Un moment lumineux fut la découverte du mantra du bodhisattva Tchenrézi. A la fin de son intervention le Lama a proposé à ceux et celles qui ont désiré de le rejoindre dans le chant de ce grand mantra de compassion « Om maṇi padme hūm », qui fut suivi un temps de silence où nous avons appelé le Bien et la Bénédiction, fruits de notre rencontre à tous, proches et lointains. Une chose est sûre : après avoir chanté ensemble, lentement ces mots portant un grand mystère de compassion, comment ne pas prier désormais en cette chapelle mariale en communion avec des priants des autres traditions ?
M. Roland Muhlmeyer nous a offert le pendant chrétien en nous chantant quelques pièces grégoriennes, et offrant quelques clefs de lecture. Spiritus Domini replevit Orbem terrarum, l’antienne de la Pentecôte, inspirée de Sg 1,7 est pour nous une sorte de clé liturgique, scripturaire et théologique de toute cheminement et dialogue interreligieux. Et bien sûr, en ce lieu marial, où nous pourrions vraiment vénérer Marie sous le vocable de « Notre-Dame du Monde Entier », notre ami a fait résonner des antiennes et hymne comme Ave Maria, Salve Regina, choisissant comme un clin d’œil, des tonalités typiquement monastiques, cisterciennes.

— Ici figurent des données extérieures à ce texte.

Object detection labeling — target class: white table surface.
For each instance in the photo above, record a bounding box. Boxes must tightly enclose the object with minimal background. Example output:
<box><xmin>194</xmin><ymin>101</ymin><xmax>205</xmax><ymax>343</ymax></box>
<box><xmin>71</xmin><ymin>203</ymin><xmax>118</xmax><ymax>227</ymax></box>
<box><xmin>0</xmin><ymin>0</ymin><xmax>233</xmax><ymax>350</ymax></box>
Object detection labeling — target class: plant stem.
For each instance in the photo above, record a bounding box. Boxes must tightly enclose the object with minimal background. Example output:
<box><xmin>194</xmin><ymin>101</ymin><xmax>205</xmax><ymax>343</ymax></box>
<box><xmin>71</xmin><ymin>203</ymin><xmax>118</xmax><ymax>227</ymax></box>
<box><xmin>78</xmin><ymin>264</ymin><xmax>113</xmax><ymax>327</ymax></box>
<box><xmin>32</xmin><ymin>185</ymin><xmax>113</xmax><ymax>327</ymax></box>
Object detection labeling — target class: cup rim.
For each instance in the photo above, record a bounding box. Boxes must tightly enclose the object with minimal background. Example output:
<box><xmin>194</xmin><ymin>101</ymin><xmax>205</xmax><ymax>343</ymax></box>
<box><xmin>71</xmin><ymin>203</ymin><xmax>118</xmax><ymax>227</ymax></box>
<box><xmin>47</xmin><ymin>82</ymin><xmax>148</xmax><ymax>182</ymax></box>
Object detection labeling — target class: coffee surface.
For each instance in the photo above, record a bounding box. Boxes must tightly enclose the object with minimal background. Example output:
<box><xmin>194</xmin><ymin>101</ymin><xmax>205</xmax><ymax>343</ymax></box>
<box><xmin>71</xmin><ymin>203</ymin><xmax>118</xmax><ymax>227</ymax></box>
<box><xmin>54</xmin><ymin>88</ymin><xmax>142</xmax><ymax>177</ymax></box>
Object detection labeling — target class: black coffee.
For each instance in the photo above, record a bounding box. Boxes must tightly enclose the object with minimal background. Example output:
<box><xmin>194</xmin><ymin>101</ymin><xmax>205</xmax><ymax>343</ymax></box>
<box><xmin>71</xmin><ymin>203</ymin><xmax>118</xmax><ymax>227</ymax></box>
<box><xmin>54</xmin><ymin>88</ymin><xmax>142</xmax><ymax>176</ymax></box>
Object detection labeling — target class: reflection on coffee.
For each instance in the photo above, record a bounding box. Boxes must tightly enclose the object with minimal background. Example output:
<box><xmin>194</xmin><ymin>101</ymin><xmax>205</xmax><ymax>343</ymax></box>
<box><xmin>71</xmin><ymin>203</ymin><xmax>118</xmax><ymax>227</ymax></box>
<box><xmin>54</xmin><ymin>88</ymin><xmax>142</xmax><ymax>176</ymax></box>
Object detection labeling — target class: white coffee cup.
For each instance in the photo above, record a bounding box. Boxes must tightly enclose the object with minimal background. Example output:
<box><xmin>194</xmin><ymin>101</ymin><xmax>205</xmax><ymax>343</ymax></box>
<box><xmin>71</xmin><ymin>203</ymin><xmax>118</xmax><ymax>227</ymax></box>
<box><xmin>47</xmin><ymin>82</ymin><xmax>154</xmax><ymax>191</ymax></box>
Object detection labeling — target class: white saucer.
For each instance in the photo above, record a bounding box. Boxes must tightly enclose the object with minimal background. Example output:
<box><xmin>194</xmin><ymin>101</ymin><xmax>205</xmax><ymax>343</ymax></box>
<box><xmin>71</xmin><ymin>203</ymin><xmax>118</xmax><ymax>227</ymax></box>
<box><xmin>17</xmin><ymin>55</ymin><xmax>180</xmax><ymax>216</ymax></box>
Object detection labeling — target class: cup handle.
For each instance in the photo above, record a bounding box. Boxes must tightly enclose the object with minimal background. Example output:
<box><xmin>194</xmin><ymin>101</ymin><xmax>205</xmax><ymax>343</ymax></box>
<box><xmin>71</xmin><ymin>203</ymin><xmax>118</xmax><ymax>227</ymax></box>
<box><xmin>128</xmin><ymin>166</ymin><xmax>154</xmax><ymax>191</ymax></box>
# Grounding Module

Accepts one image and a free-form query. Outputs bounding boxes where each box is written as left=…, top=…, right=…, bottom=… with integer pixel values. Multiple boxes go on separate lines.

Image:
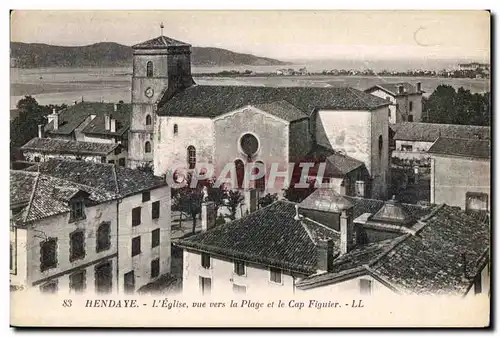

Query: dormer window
left=69, top=199, right=85, bottom=222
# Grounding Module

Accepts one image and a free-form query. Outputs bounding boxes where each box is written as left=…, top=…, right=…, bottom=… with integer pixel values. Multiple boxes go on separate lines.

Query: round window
left=240, top=133, right=259, bottom=156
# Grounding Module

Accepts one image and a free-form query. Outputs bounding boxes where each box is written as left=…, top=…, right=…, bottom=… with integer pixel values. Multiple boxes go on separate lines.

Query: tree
left=422, top=85, right=490, bottom=125
left=259, top=193, right=278, bottom=207
left=227, top=190, right=245, bottom=220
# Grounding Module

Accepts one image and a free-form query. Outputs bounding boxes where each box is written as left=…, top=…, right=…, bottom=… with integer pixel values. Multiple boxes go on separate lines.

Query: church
left=127, top=35, right=390, bottom=199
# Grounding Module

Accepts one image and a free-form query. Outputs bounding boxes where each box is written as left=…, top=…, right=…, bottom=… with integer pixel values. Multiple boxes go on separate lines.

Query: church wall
left=370, top=107, right=389, bottom=199
left=154, top=116, right=214, bottom=175
left=316, top=107, right=372, bottom=174
left=288, top=119, right=312, bottom=162
left=214, top=107, right=291, bottom=192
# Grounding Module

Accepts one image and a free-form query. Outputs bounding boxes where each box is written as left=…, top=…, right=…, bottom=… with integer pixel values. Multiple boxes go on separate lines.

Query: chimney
left=104, top=113, right=110, bottom=131
left=316, top=239, right=334, bottom=272
left=201, top=201, right=217, bottom=232
left=355, top=180, right=366, bottom=198
left=51, top=108, right=59, bottom=130
left=38, top=124, right=43, bottom=138
left=340, top=209, right=354, bottom=255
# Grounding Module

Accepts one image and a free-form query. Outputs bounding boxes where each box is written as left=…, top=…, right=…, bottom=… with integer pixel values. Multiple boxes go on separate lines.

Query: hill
left=10, top=42, right=288, bottom=68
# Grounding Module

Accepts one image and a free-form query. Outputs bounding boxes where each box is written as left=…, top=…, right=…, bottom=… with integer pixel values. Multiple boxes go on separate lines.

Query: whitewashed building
left=11, top=159, right=171, bottom=292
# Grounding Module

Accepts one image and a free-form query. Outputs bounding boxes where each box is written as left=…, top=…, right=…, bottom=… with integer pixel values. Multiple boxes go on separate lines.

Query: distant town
left=194, top=62, right=490, bottom=78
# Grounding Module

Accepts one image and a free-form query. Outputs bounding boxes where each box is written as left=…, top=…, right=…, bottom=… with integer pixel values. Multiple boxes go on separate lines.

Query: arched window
left=146, top=61, right=153, bottom=77
left=234, top=159, right=245, bottom=188
left=188, top=145, right=196, bottom=169
left=378, top=135, right=384, bottom=156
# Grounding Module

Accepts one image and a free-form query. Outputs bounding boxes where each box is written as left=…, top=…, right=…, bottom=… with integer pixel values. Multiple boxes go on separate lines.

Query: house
left=21, top=138, right=126, bottom=166
left=365, top=82, right=424, bottom=123
left=174, top=189, right=489, bottom=296
left=11, top=159, right=171, bottom=293
left=390, top=122, right=491, bottom=164
left=428, top=137, right=491, bottom=212
left=38, top=102, right=131, bottom=165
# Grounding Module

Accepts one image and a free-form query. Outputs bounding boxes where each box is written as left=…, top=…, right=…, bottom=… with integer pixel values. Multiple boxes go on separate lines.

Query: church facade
left=128, top=36, right=389, bottom=199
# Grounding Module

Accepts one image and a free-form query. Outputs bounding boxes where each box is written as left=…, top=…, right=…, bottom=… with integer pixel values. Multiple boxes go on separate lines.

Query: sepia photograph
left=9, top=9, right=493, bottom=328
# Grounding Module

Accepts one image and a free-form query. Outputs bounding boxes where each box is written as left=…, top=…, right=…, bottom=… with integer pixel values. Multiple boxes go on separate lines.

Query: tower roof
left=132, top=35, right=191, bottom=49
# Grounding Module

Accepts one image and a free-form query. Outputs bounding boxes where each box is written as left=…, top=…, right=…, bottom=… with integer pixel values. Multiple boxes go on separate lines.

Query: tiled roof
left=44, top=102, right=132, bottom=135
left=21, top=138, right=119, bottom=156
left=10, top=171, right=117, bottom=224
left=306, top=144, right=364, bottom=177
left=26, top=159, right=166, bottom=197
left=427, top=137, right=491, bottom=159
left=297, top=205, right=490, bottom=295
left=158, top=85, right=389, bottom=118
left=175, top=201, right=338, bottom=274
left=391, top=122, right=491, bottom=142
left=132, top=35, right=191, bottom=49
left=365, top=82, right=423, bottom=96
left=254, top=101, right=308, bottom=122
left=371, top=205, right=490, bottom=295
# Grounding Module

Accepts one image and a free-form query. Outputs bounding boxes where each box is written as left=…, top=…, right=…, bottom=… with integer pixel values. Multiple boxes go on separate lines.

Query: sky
left=11, top=10, right=490, bottom=62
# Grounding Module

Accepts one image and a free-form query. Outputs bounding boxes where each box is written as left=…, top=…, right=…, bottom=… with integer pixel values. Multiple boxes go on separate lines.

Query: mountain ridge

Pour introduire cette première participation de nos frères et sœurs bouddhistes, laïcs et moines, à la rencontre de Ronchamp, Sœur Marie-Claire-Denys a rappelé les mots de Thomas Merton à Calcutta : nous sommes réunis pour boire des anciennes sources de sagesse, non pas pour devenir plus riches en connaissances (quantitativement), mais être meilleurs moines, moniales, croyants, qualitativement. Et pour attirer l’attention à la présence et rencontre monastique, qui a marqué le cœur de cette rencontre, elle a cité la lettre de cardinal Pignedoli, encouragant les débuts du DIM. Oui, nous avons pu toucher du doigt cette compréhension tacite qui existe entre moines, moniales de différentes traditions religieuses. Mais nous avons été aussi renforcés dans la conviction qu’un noyau « intermonastique » peut servir des rencontres plus larges, peut aider à établir des contacts, même entre différentes communautés bouddhistes qui se sont rencontrées à Ronchamp pour la première fois.